Ты помнишь, брат | страница 21



С первого же дня Маркиз и донья Памела, хозяйка нашего пансиона, нашли общий язык. Вдова художника, уроженца Эквадора, убитого в баре в пьяной драке, донья Памела была женщиной чувствительной, с аристократической внешностью и страдальческим взором; она любила вспоминать о прежних золотых временах, когда она, обнаженная, ложилась на шелковые подушки, а покойный супруг рисовал ее под пение виолончели. Теперь, подавляя страстную свою натуру, она жила скромно, в маленькой комнатке, битком набитой сувенирами более или менее эротического свойства; на самом видном месте красовался стеклянный сосуд с формалином, где хранилось сердце покойного художника. Каждому вновь пришедшему донья Памела демонстрировала сердце с черной дырочкой от пули. «Вот через это отверстие улетело счастье моей жизни», — говорила она с грустной задумчивостью и в то же время чуть-чуть кокетливо. Непарный орган дремал на камине, большой, землистый.
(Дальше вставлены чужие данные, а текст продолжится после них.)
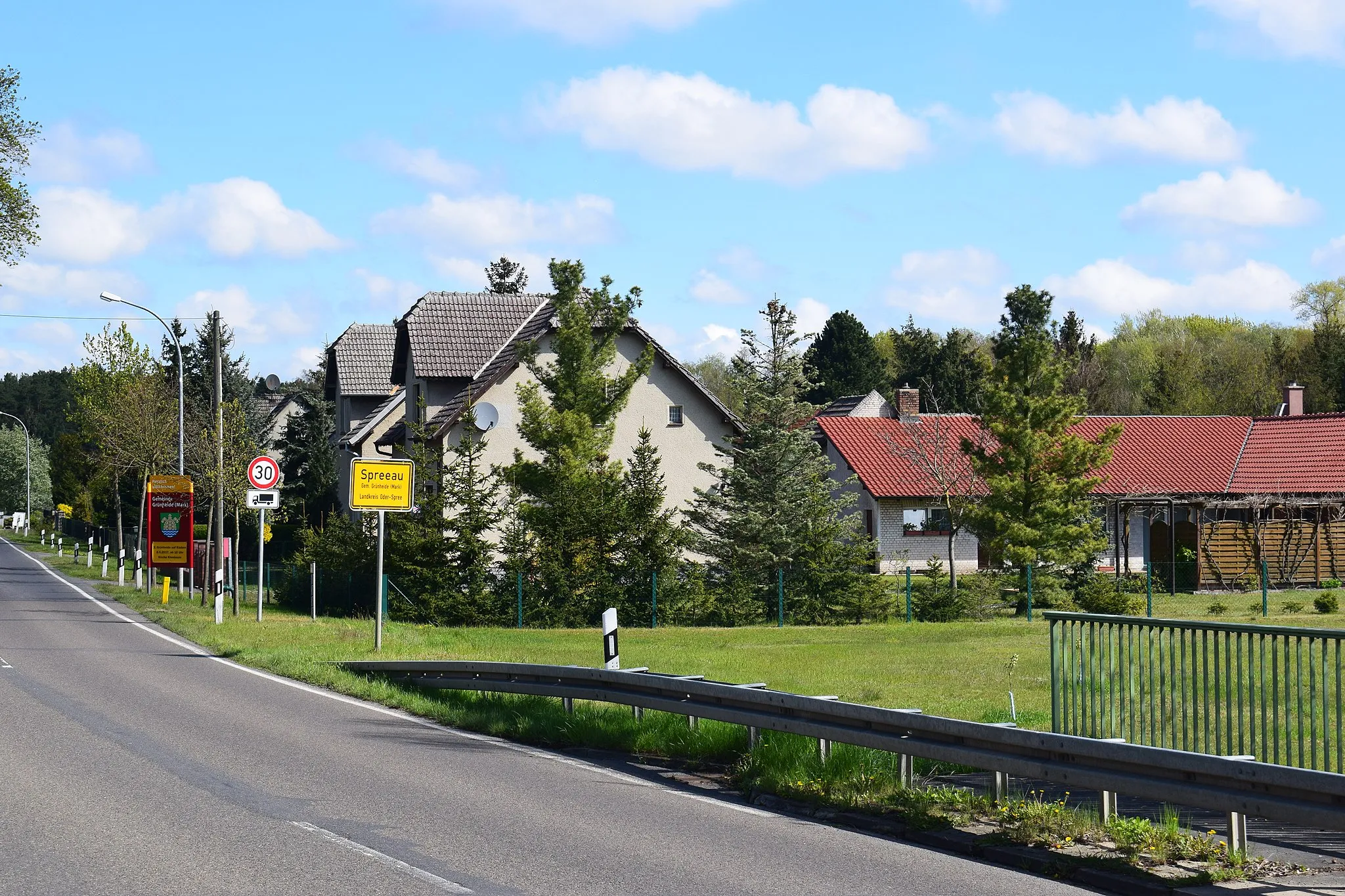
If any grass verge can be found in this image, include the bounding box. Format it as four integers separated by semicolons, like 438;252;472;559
11;538;1321;881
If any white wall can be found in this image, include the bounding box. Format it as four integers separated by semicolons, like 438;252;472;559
444;333;733;518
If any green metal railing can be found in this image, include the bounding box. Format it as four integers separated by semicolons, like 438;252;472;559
1044;612;1345;773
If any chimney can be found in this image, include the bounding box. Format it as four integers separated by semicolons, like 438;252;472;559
897;385;919;419
1283;383;1304;416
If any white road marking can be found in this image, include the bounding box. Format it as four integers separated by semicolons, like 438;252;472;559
0;539;782;818
289;821;472;893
Маркиз и донья Памела разговаривали часами и даже завели обыкновение вместе завтракать. Общие темы нашлись легко: парапсихология, оккультные науки, инопланетяне, загадка пирамид… Донья Памела познакомила Маркиза со своими друзьями, он вошел в ее круг, центром какового была некая особа — медиум, и, как говорили, необычайной силы; дама эта красила веки серебряной краской; вся компания собиралась каждую пятницу вечером; вызывали души разных покойников и прочее в том же роде; с покойниками дама-медиум находилась, судя по всему, в самых приятельских отношениях.
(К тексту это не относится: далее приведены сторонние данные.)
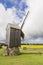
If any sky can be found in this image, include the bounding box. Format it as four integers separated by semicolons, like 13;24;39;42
0;0;43;43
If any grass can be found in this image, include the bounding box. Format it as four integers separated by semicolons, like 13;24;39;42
0;45;43;65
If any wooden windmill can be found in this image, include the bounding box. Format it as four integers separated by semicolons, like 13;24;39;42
6;11;29;55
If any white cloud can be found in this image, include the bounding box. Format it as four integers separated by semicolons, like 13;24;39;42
23;0;43;41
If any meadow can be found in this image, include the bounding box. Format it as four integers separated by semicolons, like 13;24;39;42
0;45;43;65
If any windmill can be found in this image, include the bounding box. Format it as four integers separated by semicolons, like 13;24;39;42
6;11;29;55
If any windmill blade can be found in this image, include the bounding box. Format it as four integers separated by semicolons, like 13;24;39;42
21;11;29;30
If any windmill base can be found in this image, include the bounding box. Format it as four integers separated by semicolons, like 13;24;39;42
4;47;20;56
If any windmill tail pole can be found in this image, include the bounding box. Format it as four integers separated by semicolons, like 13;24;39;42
21;11;29;30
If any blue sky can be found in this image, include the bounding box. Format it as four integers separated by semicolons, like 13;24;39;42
0;0;43;43
0;0;28;19
0;0;28;42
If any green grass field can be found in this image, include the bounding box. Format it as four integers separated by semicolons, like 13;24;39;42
0;49;43;65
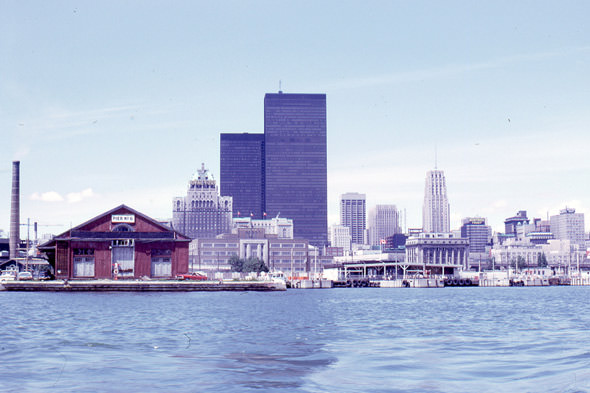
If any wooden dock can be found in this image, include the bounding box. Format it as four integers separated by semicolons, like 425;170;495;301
0;280;287;292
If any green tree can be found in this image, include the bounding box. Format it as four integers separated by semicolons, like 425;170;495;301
537;252;549;267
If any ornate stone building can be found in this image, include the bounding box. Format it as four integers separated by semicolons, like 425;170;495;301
172;164;232;239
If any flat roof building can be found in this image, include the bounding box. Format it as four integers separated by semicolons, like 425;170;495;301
264;92;328;247
219;133;264;219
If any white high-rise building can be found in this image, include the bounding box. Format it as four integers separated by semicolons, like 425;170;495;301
550;207;585;245
340;192;367;244
369;205;401;246
422;169;451;233
330;225;352;251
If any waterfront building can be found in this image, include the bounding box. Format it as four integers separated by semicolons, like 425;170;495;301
232;217;293;239
219;133;265;219
190;228;310;276
383;233;410;251
39;205;190;279
504;210;530;239
461;217;492;253
368;205;401;246
406;233;469;274
340;192;367;244
330;225;352;252
264;92;328;247
491;239;543;270
172;164;232;239
422;169;450;233
550;207;586;246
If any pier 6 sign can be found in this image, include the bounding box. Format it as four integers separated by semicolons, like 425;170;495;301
111;214;135;224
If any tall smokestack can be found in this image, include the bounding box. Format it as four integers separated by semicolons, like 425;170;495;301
10;161;20;259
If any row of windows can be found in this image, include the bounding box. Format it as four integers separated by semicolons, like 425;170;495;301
201;243;238;248
74;248;94;255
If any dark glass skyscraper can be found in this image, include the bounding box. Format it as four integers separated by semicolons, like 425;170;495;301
264;92;328;246
219;133;264;219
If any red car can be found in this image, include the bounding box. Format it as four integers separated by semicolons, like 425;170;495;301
176;273;207;281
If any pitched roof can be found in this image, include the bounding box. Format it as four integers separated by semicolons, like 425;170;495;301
39;204;190;247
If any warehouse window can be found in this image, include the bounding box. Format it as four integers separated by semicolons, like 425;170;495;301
74;256;94;277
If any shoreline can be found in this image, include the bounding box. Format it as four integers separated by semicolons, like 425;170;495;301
0;280;287;292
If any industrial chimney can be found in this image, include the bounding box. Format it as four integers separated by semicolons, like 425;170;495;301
9;161;20;259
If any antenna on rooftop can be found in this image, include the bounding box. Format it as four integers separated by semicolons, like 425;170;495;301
434;143;438;170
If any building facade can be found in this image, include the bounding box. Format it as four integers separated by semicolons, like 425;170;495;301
264;92;328;247
422;169;451;233
504;210;530;237
550;207;586;246
369;205;401;246
406;233;469;274
330;225;352;251
172;164;232;239
340;192;367;244
190;228;310;276
39;205;190;279
219;133;265;219
232;217;293;239
461;217;492;253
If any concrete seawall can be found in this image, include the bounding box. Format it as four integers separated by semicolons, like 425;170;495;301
0;280;287;292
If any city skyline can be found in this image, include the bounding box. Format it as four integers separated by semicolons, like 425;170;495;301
0;2;590;237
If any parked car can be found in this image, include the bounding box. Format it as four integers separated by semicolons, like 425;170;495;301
176;273;207;281
17;272;33;281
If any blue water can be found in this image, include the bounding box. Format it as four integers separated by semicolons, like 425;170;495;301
0;287;590;392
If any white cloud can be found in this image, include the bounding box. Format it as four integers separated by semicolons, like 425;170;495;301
30;191;64;202
66;188;95;203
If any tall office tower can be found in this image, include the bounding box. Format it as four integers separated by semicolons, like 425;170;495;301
461;217;492;253
172;164;232;239
264;91;328;247
369;205;401;246
422;169;451;233
219;133;264;219
550;207;585;246
8;161;20;259
340;192;367;244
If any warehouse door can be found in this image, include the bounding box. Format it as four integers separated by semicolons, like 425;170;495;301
111;240;135;278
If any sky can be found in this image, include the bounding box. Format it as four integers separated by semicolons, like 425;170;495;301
0;0;590;237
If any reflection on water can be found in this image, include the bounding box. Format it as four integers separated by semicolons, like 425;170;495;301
0;287;590;392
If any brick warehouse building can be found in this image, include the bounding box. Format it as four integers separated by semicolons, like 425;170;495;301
39;205;190;279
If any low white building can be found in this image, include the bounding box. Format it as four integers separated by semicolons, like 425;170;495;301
330;225;352;252
232;217;293;239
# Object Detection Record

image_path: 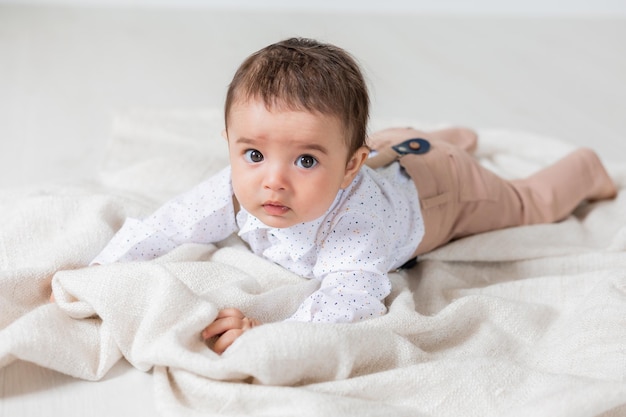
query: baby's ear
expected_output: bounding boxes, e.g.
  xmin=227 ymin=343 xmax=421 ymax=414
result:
xmin=341 ymin=146 xmax=370 ymax=188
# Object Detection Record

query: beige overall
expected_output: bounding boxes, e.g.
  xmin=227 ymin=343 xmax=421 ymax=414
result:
xmin=367 ymin=131 xmax=611 ymax=255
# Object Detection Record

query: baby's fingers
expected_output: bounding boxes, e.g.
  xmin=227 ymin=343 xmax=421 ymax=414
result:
xmin=202 ymin=316 xmax=244 ymax=340
xmin=213 ymin=329 xmax=244 ymax=355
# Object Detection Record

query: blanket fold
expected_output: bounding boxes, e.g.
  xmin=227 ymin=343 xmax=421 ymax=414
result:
xmin=0 ymin=111 xmax=626 ymax=417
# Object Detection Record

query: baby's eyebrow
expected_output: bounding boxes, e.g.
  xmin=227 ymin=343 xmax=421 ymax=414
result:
xmin=235 ymin=138 xmax=256 ymax=145
xmin=302 ymin=143 xmax=328 ymax=155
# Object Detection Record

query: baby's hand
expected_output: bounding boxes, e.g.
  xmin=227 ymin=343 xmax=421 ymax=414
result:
xmin=202 ymin=308 xmax=261 ymax=355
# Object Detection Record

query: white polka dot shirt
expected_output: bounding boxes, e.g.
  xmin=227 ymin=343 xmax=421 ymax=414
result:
xmin=92 ymin=163 xmax=424 ymax=323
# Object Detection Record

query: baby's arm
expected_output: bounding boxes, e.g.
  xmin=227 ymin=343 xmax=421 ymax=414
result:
xmin=91 ymin=169 xmax=237 ymax=265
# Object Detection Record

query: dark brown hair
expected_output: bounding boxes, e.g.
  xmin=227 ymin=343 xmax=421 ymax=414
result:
xmin=224 ymin=38 xmax=369 ymax=156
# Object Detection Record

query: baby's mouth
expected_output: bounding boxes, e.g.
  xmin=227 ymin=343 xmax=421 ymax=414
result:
xmin=263 ymin=201 xmax=289 ymax=216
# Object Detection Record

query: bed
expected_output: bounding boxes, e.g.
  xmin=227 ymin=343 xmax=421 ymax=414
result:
xmin=0 ymin=5 xmax=626 ymax=417
xmin=0 ymin=109 xmax=626 ymax=416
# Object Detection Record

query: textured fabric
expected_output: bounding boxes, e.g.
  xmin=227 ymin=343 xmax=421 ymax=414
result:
xmin=92 ymin=162 xmax=424 ymax=323
xmin=0 ymin=109 xmax=626 ymax=417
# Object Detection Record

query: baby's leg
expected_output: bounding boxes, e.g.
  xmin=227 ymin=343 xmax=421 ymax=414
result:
xmin=367 ymin=127 xmax=478 ymax=153
xmin=511 ymin=148 xmax=617 ymax=224
xmin=401 ymin=141 xmax=617 ymax=255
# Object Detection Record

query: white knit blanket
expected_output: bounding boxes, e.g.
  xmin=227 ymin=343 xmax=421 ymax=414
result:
xmin=0 ymin=111 xmax=626 ymax=417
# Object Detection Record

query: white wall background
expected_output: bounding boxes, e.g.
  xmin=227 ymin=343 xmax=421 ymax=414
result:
xmin=0 ymin=0 xmax=626 ymax=16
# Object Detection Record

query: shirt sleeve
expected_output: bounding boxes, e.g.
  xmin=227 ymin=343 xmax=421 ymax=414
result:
xmin=91 ymin=168 xmax=237 ymax=265
xmin=288 ymin=213 xmax=392 ymax=323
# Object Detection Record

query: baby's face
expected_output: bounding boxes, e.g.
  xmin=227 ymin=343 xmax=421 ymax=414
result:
xmin=227 ymin=100 xmax=367 ymax=228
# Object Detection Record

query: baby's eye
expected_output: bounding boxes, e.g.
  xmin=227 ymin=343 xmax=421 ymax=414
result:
xmin=243 ymin=149 xmax=263 ymax=163
xmin=296 ymin=155 xmax=318 ymax=169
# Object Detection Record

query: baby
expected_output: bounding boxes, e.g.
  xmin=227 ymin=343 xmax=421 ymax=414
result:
xmin=93 ymin=39 xmax=617 ymax=353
Как-то раз решили просветить и меня, обрушили на мою бедную голову целый ворох неслыханных историй о телепатии, телекинезе, левитации и прочих ужасах. Маркиз тоже выступил насчет герменевтики ведических сочинений. «Не увиденное, не обнаруженное не существует: рог на голове зайца, цветок, растущий на небе, или дитя, рожденное бесплодной женщиной…»

Во мне пробудилось подозрение, что Маркиз просто стремится, бог весть с какой целью, произвести впечатление на донью Памелу; она слушала, и на лице ее отражалась печаль; я решил прервать выступление и закричал:

— Стать вашим сообщником? Да ни за что! Ни за что и никогда!
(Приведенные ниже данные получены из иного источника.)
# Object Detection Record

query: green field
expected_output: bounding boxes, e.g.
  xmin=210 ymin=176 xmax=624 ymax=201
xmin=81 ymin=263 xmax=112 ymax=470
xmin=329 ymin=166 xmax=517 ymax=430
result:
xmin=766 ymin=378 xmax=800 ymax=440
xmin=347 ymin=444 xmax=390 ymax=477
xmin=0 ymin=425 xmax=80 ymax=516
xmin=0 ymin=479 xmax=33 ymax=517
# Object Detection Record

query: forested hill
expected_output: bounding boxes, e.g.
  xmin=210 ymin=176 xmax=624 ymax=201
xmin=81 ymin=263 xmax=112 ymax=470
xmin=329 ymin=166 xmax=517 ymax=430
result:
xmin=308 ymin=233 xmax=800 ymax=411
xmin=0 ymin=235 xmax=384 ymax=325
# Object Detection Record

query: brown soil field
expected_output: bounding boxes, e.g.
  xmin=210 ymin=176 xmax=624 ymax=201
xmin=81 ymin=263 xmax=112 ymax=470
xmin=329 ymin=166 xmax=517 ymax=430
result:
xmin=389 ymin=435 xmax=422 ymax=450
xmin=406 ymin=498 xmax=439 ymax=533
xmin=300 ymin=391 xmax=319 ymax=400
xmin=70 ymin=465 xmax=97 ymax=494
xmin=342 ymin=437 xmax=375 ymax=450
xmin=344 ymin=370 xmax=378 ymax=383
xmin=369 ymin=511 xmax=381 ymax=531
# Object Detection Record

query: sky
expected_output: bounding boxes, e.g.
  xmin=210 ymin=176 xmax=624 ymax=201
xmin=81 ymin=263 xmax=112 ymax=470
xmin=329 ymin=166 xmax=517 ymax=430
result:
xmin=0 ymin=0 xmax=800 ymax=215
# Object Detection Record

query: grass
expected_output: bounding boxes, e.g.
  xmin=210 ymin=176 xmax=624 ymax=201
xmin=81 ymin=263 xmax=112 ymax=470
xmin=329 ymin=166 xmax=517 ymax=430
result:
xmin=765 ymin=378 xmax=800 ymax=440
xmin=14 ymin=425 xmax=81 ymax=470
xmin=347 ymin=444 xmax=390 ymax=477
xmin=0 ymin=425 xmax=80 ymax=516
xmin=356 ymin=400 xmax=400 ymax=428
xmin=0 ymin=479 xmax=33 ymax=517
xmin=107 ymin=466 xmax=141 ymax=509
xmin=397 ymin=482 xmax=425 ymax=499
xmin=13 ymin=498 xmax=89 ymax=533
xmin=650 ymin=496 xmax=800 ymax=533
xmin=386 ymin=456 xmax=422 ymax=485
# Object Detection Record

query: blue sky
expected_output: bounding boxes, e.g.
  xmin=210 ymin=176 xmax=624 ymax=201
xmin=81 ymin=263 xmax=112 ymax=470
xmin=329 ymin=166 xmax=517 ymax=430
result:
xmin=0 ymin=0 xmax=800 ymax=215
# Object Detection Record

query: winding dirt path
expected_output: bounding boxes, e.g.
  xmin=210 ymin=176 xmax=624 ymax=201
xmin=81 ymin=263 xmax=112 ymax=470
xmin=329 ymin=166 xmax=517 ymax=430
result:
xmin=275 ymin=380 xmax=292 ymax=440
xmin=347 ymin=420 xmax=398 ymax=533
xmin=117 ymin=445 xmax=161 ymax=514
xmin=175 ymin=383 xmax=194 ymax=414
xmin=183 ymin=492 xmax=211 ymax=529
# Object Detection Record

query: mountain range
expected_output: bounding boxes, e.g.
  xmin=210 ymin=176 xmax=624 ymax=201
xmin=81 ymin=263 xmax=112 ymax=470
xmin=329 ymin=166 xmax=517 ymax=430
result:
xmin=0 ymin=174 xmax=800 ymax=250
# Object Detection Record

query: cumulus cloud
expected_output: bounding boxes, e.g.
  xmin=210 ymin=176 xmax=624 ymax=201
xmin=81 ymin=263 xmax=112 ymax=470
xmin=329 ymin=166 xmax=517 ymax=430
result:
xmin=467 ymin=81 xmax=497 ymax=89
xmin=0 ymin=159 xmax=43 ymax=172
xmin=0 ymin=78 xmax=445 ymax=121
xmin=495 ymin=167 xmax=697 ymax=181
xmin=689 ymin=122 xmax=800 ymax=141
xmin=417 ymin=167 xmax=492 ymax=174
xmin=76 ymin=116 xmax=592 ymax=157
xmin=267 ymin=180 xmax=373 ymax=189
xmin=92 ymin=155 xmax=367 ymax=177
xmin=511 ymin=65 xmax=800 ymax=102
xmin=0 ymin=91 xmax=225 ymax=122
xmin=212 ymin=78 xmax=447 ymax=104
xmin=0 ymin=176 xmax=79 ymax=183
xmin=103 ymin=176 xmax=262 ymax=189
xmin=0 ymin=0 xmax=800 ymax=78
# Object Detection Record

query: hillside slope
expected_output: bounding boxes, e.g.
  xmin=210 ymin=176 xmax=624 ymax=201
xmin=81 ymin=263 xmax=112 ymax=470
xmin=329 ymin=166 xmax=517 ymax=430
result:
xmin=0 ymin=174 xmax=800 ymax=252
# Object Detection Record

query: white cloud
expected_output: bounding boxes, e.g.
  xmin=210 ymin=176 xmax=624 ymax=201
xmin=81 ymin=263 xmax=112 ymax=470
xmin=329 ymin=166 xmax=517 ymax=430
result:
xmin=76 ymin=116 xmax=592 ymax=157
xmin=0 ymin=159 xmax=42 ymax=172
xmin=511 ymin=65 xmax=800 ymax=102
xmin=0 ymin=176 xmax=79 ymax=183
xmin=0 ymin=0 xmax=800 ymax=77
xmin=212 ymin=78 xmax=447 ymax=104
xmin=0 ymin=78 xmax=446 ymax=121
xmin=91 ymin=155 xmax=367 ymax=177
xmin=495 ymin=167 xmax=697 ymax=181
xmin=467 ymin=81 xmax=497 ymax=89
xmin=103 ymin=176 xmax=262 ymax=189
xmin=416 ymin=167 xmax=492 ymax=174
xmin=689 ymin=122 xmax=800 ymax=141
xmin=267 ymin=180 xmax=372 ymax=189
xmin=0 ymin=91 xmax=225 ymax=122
Меня тотчас же обвинили в ханжестве, в замшелом позитивизме, в вульгарном механицизме, стали дружно ругать всякими учеными словами, заявили, что во мне сидит страшно сказать сколько злых духов, и даже пригрозили их изгнать.

Маркиз вечно пропадал, скитался неведомо где, и очень трудно было улучить минутку, чтобы с ним побеседовать. Мне же во что бы то ни стало хотелось выжать его как губку, пусть скажет все, что знает и думает о ремесле литератора. К тому же и сам он с каждым днем все больше меня интересовал. Будто в мутном стекле, отражалась в нем еще незнакомая нам, чилийцам, трагедия интеллигенции, долгие годы страдающей под игом деспотов — правителей и их сатрапов; бессильный предпринять что-либо, интеллигент живет мечтами, мучится совестью, грызет себя, как собака грызет цепь, на которой сидит.